JITTERY markets were shaken yesterday over escalating fears of a potential default by the Greek government and subsequent contagion spreading to other Eurozone states.
The yield on Greek one-year bonds exploded past the 100 per cent mark, rising nearly a fifth to over 117 per cent. Investors are demanding more than double their money back to pay for the risk of lending to the sovereign for just 12 months.
Senior German politicians including Angela Merkel (right) are believed to be rapidly losing patience with Greece, stoking fears that the political will to deliver another bailout could be on the wane.
“The fear goes well beyond Greece. The yields at Italy’s T-bill auction surged, signalling that contagion is real,” said David Thebault of French broker Global Equities.
One year Treasury bills were sold at an average of 4.15 per cent – way above the last similar bond auction, in August, which sold at 2.96 per cent. Italy’s outlook was knocked by figures that revealed a 0.7 per cent dip in industrial production in July..
Italian credit default swaps (CDS), which measure the probability of a default, hit record highs above 500 basis points as markets fretted over the country’s ability to raise money at affordable rates to finance its huge debt burden.
Greek CDS showed an eye-watering $5.8m upfront cost of insuring $10m in Greek debt, with a further £100,000 per annum.
Even gold sank yesterday as investors sold the metal after last week’s record highs to cover losses elsewhere, including European equity markets, which were pushed to two-year lows by growing fears about the debt crisis.
The Eurostoxx 50 was down 3.8 per cent in the day’s trading; the French CAC 40 was down over four per cent; Germany’s DAX index fell nearly 2.3 per cent.
The MSCI World Index was down nearly three per cent, as fears over the Eurozone spread well beyond its borders.
POLITICS: TALKING SHOP CHATTERS ON
CHANCELLOR Angela Merkel is sympathetic with the hard lines taken by some coalition partners, after they spoke publicly on the option of Greece departing from the currency bloc or carrying out an orderly bankruptcy.

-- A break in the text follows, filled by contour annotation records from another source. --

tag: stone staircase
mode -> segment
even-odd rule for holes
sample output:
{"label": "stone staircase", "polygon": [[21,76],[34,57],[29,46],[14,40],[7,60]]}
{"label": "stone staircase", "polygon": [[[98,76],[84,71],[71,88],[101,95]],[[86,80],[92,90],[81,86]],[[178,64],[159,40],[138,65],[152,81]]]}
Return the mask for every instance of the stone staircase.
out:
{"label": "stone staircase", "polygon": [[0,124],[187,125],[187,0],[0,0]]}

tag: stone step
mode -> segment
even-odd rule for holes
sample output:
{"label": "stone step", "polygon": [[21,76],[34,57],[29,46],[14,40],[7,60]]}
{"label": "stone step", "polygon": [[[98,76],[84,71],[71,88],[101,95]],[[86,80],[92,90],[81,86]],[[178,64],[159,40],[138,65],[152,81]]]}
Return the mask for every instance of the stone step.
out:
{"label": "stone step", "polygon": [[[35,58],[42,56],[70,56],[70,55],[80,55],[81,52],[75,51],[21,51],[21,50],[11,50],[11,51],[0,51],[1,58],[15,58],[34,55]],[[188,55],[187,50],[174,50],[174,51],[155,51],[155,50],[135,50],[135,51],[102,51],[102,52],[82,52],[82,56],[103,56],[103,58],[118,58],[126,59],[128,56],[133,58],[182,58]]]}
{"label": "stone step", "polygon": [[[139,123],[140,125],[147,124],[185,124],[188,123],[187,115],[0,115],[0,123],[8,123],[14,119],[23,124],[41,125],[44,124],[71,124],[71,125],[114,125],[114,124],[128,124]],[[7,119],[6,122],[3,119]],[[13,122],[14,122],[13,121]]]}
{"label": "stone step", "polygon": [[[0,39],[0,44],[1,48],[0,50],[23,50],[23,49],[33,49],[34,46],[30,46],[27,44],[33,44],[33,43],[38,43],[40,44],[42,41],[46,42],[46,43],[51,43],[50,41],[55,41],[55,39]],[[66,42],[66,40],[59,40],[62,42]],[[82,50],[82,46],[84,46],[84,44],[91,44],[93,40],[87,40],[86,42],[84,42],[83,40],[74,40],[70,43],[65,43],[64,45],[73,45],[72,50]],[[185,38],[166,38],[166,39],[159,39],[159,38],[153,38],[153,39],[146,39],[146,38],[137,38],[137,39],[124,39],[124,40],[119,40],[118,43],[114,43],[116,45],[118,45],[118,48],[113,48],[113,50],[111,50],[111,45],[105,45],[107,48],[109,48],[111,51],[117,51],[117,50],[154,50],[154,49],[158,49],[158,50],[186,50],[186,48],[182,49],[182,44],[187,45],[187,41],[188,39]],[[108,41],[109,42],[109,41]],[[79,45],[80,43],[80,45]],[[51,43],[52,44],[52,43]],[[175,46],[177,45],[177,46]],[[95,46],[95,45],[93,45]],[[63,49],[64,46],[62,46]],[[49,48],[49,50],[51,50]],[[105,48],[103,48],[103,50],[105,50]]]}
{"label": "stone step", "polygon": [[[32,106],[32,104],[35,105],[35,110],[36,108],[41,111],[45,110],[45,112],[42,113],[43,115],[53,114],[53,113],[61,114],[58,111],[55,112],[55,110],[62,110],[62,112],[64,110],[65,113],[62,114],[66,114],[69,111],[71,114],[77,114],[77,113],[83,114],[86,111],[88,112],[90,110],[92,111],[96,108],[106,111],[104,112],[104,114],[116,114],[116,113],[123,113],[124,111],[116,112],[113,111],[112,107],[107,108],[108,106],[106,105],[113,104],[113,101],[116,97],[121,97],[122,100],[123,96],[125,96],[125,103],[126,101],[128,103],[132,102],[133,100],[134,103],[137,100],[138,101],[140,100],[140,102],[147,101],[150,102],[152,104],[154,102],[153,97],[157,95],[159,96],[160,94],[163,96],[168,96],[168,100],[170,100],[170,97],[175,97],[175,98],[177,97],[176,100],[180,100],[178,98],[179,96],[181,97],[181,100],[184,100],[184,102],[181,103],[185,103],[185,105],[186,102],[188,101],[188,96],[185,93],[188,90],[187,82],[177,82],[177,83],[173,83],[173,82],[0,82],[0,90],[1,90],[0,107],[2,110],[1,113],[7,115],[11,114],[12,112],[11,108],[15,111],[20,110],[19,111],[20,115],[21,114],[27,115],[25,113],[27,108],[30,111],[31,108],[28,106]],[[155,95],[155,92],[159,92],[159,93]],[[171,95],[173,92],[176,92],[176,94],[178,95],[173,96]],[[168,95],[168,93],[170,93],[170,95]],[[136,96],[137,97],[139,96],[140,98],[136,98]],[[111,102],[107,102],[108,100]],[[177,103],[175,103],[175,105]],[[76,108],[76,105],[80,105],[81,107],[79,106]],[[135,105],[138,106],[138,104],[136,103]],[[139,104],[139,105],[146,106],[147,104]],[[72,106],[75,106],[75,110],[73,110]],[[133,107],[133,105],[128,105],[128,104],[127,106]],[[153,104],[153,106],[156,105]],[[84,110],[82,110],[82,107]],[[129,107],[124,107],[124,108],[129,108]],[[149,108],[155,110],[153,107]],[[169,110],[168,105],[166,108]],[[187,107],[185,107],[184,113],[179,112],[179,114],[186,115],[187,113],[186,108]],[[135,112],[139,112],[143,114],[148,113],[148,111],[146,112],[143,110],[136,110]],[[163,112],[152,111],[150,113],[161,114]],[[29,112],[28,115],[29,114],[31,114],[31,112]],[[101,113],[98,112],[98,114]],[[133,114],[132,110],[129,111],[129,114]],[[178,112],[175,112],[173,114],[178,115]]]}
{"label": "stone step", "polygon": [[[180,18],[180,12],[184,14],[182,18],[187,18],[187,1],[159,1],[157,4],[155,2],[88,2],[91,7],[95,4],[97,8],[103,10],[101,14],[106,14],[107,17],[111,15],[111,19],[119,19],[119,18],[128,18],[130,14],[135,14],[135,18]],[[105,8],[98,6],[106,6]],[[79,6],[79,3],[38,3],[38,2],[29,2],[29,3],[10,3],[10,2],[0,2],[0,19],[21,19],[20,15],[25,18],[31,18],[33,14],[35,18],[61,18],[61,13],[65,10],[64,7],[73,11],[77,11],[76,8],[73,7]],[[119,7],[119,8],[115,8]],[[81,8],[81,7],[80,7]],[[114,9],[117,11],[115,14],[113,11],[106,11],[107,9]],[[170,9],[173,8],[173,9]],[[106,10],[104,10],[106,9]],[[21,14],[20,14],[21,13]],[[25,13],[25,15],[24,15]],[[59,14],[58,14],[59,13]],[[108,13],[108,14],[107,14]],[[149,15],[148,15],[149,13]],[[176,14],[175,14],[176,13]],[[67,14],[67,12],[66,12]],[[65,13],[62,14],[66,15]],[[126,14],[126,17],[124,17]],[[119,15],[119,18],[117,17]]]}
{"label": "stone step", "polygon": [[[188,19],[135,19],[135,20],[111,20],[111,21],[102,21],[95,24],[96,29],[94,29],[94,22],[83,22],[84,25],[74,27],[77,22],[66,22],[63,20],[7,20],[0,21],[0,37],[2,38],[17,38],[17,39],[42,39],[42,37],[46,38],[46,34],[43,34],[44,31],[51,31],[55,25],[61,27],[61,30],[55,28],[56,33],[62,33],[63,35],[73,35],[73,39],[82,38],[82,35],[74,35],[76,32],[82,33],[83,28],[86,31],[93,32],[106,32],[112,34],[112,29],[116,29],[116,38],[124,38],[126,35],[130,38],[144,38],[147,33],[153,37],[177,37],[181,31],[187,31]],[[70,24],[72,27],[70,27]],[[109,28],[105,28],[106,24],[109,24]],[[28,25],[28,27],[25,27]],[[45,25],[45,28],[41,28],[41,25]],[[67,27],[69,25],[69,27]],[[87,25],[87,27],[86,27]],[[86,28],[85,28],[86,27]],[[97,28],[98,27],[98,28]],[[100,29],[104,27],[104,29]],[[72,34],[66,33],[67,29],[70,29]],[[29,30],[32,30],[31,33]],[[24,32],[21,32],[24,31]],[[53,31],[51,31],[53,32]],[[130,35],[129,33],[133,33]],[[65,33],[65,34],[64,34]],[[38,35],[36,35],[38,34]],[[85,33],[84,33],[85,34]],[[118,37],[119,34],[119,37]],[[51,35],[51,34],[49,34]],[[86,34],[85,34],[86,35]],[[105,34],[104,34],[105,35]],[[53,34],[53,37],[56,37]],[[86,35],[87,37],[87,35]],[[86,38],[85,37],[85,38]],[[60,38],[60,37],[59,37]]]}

Economy minister Philipp Roesler, who leads junior coalition party the Free Democrats said in an article for daily Die Welt that to stabilise the euro there could “no longer be any taboos”. Meanwhile in troubled Italy, prime minister Silvio Berlusconi yesterday promised an austerity bill would be approved quickly without further changes, seeking to calm fears that Italy had lost the will to push through the unpopular plan. The €54bn package, aimed at balancing the budget by 2013, is in the final stages of a parliamentary approval process after weeks of changes to the measures, squabbling among allies and public protests that have unnerved European partners and bond markets. Rumours again circulated last night that Italy was expecting China to come to its rescue. A report in the Financial Times claimed that negotiations are underway between China Investment Corp and the Italian authorities over debt-buying.